L'instradamento è un problema che riguarda sia le macchine utente, sia i router. Esistono diversi tipi di instradamento. Si ha instradamento diretto se il destinatario e il mittente si trovano all'interno della stessa sottorete, in caso contrario l'indirizzamento è indiretto. Affinchè l'instradamento dei pacchetti vada a buon fine gli host devono conoscere l'indirizzo IP di un router della sottorete a cui inviare indistintamente tutti i pacchetti. Il router riceve i pacchetti e se il destinatario è presente nella sottorete gli invia il pacchetto altrimenti passa il pacchetto al "migliore" next stop routing. Esso è scelto in base a una tabella di instradamento in cui sono elencate tutte le interfacce "migliori" per ciascun tipo di indirizzo. Per matchare un'interfaccia il router guarda il longest prefix, che si adatta all'indirizzo del destinatario. Per fare ciò vengono usate maschere.
Indirizzo and Mask = longest (se il destinatario non è direttamente raggiungibile è più breve dell'indirizzo).

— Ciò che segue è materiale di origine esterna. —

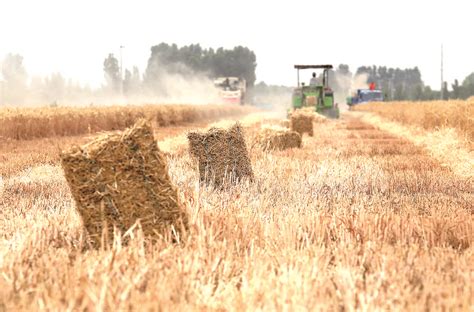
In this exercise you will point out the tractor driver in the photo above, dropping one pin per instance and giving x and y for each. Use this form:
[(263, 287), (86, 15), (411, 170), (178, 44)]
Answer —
[(314, 81)]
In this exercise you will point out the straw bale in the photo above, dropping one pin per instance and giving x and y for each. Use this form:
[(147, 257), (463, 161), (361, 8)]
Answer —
[(120, 178), (222, 155), (302, 122), (285, 123), (278, 138)]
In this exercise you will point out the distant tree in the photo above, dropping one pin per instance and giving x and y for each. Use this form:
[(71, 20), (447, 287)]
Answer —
[(188, 60), (112, 73), (132, 81), (457, 90)]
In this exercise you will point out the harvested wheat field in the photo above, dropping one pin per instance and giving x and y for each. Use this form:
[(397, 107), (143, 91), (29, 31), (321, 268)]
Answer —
[(364, 216)]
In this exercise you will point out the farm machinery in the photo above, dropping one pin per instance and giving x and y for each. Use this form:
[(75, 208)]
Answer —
[(232, 90), (365, 96), (317, 94)]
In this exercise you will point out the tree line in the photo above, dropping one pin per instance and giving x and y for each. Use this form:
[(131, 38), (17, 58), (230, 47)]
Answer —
[(169, 59)]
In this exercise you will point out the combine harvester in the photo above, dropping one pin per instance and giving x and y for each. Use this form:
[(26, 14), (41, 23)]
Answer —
[(365, 95), (318, 94), (232, 90)]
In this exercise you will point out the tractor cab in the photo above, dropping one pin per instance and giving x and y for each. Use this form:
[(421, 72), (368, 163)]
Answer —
[(317, 94)]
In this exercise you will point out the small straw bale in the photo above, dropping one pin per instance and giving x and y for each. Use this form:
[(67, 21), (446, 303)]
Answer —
[(222, 155), (284, 123), (120, 178), (278, 138), (302, 122)]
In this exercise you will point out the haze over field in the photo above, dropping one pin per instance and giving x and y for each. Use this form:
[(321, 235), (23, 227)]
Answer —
[(74, 38)]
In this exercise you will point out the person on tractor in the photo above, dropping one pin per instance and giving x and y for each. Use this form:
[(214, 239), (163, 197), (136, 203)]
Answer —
[(314, 81)]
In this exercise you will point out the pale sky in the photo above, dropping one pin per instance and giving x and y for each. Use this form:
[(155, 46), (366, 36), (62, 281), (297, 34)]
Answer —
[(74, 37)]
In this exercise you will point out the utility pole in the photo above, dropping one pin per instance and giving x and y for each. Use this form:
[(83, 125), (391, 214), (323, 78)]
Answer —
[(442, 79), (121, 71)]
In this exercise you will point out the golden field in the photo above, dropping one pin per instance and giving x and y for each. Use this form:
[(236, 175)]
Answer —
[(357, 219)]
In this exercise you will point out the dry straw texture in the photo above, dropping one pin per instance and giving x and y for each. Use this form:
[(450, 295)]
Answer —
[(222, 155), (278, 138), (120, 178), (429, 115), (27, 124)]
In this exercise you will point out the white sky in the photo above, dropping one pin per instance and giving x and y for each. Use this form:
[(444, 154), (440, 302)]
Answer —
[(74, 37)]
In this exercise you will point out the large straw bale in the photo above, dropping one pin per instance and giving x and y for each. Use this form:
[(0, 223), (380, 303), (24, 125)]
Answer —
[(278, 138), (222, 155), (120, 178), (302, 122)]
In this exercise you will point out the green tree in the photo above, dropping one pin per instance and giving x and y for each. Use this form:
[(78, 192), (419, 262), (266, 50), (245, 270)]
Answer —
[(112, 73), (15, 76)]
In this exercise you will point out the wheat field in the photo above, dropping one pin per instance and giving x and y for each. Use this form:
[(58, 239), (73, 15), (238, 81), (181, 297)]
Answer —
[(357, 219), (455, 114)]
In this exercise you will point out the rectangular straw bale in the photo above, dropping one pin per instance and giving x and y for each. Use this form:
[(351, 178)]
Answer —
[(119, 178), (302, 122), (278, 138), (222, 154)]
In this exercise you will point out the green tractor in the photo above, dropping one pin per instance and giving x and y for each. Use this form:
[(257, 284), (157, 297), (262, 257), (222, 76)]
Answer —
[(318, 94)]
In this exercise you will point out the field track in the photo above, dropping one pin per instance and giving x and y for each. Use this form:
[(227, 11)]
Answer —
[(358, 218)]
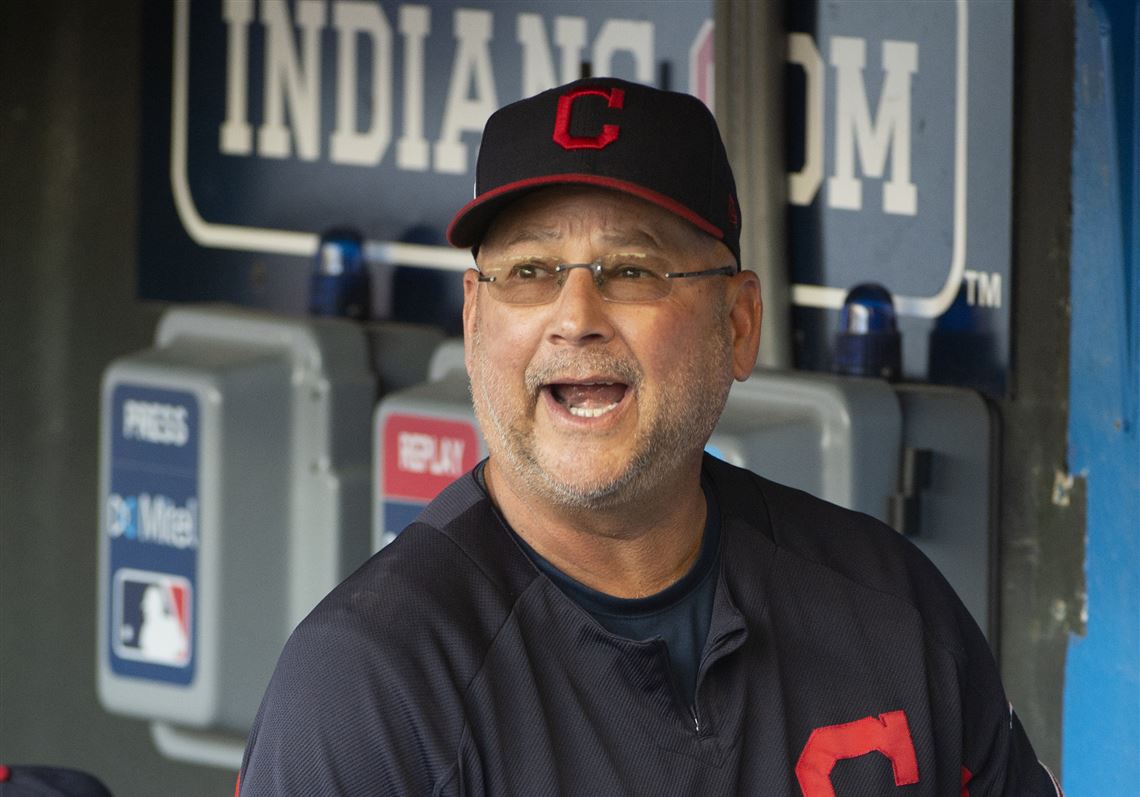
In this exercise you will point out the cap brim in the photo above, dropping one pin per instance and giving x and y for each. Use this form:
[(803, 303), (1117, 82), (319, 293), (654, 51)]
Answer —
[(469, 226)]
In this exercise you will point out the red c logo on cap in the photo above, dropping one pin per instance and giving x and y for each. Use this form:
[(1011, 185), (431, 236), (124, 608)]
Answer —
[(609, 135)]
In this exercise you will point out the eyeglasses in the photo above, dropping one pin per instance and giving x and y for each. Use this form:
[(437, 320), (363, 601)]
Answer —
[(621, 278)]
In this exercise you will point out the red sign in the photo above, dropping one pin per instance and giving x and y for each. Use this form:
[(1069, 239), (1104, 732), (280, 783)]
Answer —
[(423, 454)]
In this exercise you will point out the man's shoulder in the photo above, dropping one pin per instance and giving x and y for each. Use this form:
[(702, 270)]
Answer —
[(452, 570)]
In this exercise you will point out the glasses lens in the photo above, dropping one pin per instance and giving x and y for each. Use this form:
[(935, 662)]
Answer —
[(634, 278), (534, 281), (629, 278)]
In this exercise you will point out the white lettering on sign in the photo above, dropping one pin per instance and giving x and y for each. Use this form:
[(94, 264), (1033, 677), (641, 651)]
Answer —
[(420, 453), (855, 130), (537, 62), (292, 78), (154, 422), (163, 522), (463, 113), (983, 289), (153, 519)]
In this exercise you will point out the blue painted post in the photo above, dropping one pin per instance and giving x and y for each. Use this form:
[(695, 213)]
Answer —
[(1100, 734)]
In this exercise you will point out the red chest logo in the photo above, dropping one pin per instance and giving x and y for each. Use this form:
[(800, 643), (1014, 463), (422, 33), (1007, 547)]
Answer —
[(615, 98), (888, 733)]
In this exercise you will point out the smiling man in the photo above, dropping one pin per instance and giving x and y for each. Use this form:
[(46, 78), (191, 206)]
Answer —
[(600, 608)]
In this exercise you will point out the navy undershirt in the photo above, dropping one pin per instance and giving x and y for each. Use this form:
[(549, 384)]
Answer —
[(680, 615)]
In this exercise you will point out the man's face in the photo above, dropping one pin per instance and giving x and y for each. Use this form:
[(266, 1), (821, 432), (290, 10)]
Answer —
[(589, 403)]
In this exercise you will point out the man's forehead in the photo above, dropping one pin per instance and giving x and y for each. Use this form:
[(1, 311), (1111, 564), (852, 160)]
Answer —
[(553, 214)]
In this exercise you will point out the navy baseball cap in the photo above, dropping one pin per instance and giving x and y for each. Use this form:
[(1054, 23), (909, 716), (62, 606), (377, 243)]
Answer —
[(661, 146)]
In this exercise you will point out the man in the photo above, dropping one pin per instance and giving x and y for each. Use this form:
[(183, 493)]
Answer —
[(600, 608)]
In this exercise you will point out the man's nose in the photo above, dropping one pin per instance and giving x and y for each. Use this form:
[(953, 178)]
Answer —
[(579, 315)]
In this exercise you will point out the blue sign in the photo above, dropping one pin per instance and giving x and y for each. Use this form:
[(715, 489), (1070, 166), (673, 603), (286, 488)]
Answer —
[(267, 123), (900, 172), (152, 527)]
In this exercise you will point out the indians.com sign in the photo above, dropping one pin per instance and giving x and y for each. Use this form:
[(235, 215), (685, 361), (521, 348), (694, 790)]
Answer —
[(550, 51), (400, 92)]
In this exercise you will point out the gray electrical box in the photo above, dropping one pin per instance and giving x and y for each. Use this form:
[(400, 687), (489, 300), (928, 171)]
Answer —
[(234, 494)]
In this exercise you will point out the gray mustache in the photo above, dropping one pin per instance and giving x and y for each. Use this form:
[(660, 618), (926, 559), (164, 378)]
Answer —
[(580, 365)]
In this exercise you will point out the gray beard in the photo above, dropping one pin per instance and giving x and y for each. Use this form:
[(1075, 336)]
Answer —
[(658, 450)]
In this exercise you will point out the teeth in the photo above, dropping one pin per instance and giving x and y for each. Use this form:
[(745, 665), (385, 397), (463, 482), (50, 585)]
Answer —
[(596, 412)]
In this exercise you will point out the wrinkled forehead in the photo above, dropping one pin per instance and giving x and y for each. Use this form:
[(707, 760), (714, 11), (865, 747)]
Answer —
[(553, 217)]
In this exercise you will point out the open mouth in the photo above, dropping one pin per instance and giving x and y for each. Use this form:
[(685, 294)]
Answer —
[(588, 399)]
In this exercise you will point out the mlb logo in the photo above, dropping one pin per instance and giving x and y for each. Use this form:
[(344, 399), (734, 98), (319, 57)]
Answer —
[(152, 617)]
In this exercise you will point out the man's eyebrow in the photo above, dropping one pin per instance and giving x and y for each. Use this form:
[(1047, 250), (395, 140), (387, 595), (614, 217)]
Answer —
[(615, 237)]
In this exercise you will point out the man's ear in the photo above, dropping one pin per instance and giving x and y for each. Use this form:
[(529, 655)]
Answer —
[(470, 297), (746, 310)]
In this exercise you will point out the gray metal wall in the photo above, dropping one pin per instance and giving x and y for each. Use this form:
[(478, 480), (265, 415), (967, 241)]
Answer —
[(68, 144)]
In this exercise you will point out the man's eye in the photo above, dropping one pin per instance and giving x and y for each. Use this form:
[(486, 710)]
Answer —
[(629, 273), (530, 271)]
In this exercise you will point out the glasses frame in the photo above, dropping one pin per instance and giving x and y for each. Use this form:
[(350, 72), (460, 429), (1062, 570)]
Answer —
[(596, 269)]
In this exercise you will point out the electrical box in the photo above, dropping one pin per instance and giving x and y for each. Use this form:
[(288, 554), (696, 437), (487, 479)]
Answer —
[(424, 438), (234, 489)]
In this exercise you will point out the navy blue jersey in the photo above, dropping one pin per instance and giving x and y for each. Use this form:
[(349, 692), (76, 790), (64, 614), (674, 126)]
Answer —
[(838, 661)]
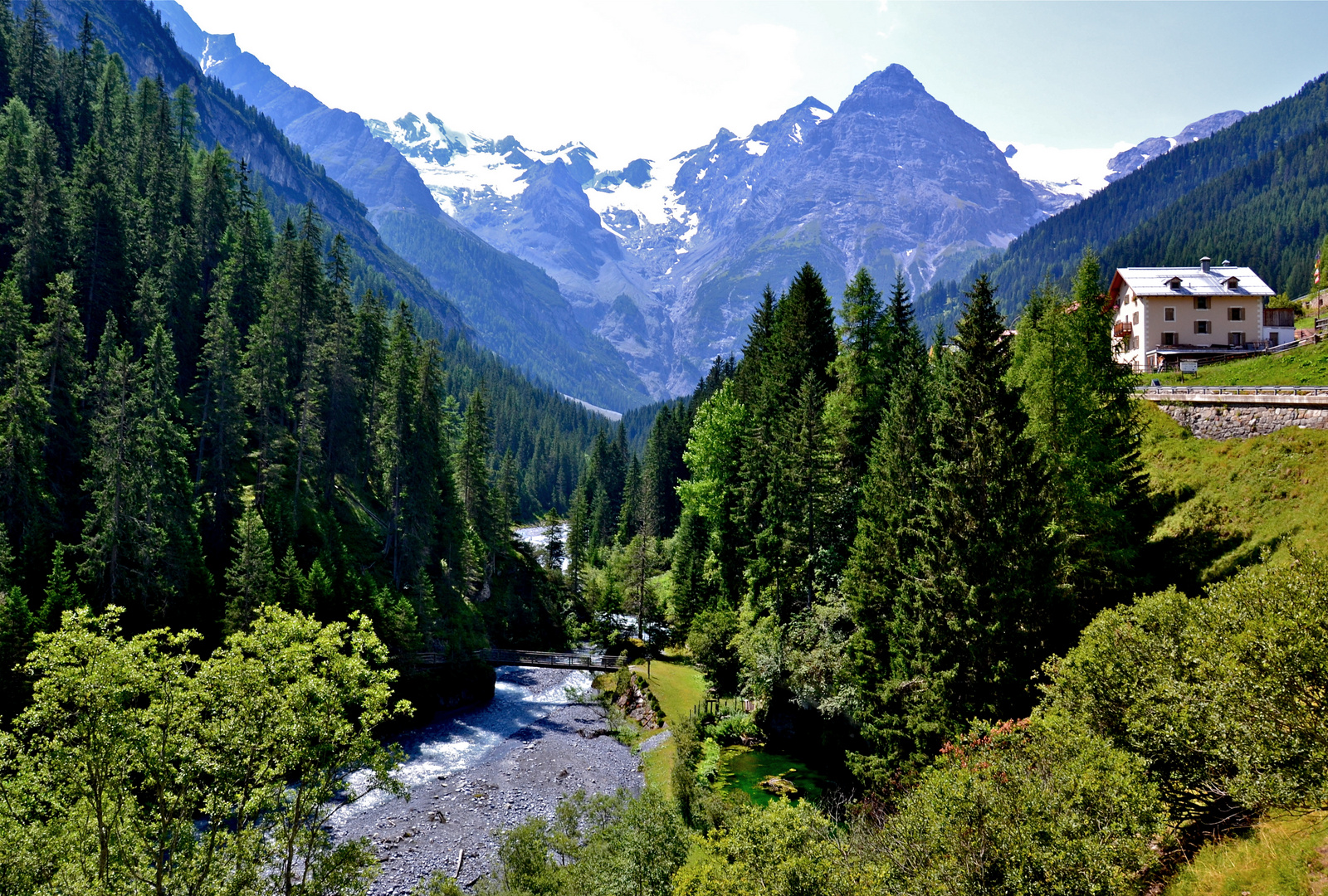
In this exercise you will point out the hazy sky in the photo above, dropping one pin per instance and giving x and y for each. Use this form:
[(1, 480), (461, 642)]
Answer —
[(655, 79)]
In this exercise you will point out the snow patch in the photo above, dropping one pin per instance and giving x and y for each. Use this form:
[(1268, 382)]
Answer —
[(1080, 172), (655, 202)]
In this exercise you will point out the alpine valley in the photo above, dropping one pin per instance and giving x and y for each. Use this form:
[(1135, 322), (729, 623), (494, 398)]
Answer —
[(666, 258)]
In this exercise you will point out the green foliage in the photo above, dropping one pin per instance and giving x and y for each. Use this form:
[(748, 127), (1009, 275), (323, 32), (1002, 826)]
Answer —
[(1218, 694), (781, 850), (489, 285), (258, 388), (980, 610), (1036, 806), (129, 743), (1252, 192), (710, 643), (1082, 415)]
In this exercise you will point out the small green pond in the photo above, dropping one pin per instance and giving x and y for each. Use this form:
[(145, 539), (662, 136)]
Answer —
[(744, 769)]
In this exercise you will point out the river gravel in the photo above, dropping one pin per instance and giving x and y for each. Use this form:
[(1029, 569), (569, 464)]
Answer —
[(481, 770)]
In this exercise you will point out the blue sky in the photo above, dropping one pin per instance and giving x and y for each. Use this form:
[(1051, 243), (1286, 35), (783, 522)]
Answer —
[(654, 79)]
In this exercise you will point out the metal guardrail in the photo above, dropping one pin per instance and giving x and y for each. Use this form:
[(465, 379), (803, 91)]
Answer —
[(598, 661), (1234, 391)]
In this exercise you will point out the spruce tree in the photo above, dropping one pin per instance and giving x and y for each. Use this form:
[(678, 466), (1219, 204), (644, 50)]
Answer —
[(471, 466), (856, 405), (1084, 418), (17, 631), (251, 577), (110, 528), (169, 543), (982, 608), (26, 510), (61, 347), (32, 75), (222, 424), (63, 592)]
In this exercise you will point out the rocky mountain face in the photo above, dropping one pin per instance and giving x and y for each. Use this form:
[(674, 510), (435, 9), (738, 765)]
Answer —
[(148, 48), (1142, 153), (511, 305), (623, 285), (668, 258)]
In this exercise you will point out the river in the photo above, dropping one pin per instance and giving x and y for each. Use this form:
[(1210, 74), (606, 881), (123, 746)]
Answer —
[(477, 772)]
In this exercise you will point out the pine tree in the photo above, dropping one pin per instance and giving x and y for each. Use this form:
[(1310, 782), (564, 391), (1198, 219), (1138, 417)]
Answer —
[(803, 338), (110, 528), (32, 76), (169, 544), (630, 514), (40, 241), (982, 608), (6, 51), (64, 376), (856, 405), (1084, 420), (395, 440), (251, 577), (63, 592), (26, 509), (471, 465), (222, 424), (99, 236), (17, 631)]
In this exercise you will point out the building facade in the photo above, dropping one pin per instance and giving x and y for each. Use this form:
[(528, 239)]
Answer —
[(1168, 315)]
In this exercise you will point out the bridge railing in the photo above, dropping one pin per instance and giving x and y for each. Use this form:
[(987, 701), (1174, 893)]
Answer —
[(1233, 391), (550, 660)]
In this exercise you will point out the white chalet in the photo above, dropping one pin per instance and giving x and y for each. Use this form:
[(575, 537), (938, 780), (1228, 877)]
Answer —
[(1166, 315)]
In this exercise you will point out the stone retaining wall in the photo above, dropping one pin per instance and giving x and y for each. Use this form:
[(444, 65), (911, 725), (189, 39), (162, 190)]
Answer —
[(1230, 420)]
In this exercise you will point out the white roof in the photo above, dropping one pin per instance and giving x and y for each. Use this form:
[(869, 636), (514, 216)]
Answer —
[(1194, 282)]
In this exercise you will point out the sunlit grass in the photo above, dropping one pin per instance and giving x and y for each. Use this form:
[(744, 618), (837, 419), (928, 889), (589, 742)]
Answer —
[(1281, 856), (1272, 489), (677, 687)]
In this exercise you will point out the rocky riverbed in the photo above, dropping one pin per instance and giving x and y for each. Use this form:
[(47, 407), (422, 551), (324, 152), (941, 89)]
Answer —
[(482, 770)]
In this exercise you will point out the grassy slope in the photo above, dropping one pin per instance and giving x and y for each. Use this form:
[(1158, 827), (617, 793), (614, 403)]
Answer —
[(1263, 491), (679, 688), (1301, 367), (1282, 856)]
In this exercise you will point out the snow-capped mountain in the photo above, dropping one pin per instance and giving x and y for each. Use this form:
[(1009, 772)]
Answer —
[(513, 307), (1140, 154), (1060, 178), (667, 258)]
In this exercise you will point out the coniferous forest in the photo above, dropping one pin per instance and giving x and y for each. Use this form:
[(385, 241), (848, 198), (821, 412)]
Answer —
[(254, 508), (212, 404)]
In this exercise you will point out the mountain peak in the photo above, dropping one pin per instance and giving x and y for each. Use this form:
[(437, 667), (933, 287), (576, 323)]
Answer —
[(887, 92), (894, 76)]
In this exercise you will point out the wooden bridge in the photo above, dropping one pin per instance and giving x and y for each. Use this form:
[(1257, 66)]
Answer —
[(595, 661)]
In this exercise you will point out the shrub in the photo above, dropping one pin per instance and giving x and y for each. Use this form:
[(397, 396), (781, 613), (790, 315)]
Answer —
[(1221, 696), (710, 643), (1038, 806)]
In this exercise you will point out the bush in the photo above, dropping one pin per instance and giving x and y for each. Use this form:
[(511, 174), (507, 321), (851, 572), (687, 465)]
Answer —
[(1221, 696), (710, 643), (1039, 806), (737, 728)]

Se il router è all'interno di una rete locale l'indirizzamento avviene attraverso gli indirizzi MAC. Ad ogni MAC è associato un IP, per mezzo del protocollo ARP. Nelle connessioni broadcast è simile alle reti locali.
Esempi
A1 e A2 stessa sottorete. A1 trasmette ad A2.
MACDest = A2
MACSorg = A1
IPDest = A2
IPSorg = A1
A1 e B1 non appartengono alla stessa sottorete, ma sono collegati tramite R1. A1 trasmette a B1
MACDest = R1
MACSorg = A1
IPDest = B1
IPSorg = A1
Il router riceve il pacchetto e lo inoltra nuovamente verso B1
MACDest = B1
MACSorg = R1
IPDest = B1
IPSorg = A1
Tabelle di instradamento
Esse sono costituite da due colonne (NetID e porta). Alcune hanno un costo associato alle porte in modo da poter rappresentare tutte le strade possibili per arrivare a una destinazione. I percorsi A->B e B->A sono spesso asimmetrici. Per riempire queste tabelle esistono diversi algoritmi. E' possibile effettuare una distinzione a seconda se il Root è statico (i percorsi non possono variare nel tempo), diretto (le tabelle cambiano se variano le porte con cui il router si interfaccia) dinamiche (se le tabelle cambiano a seconda delle condizioni della rete). Normalmente si usa anche un default route, che è un'interfaccia a cui inviare i pacchetti nel caso in cui la tabella non contempli tutte le possibilità.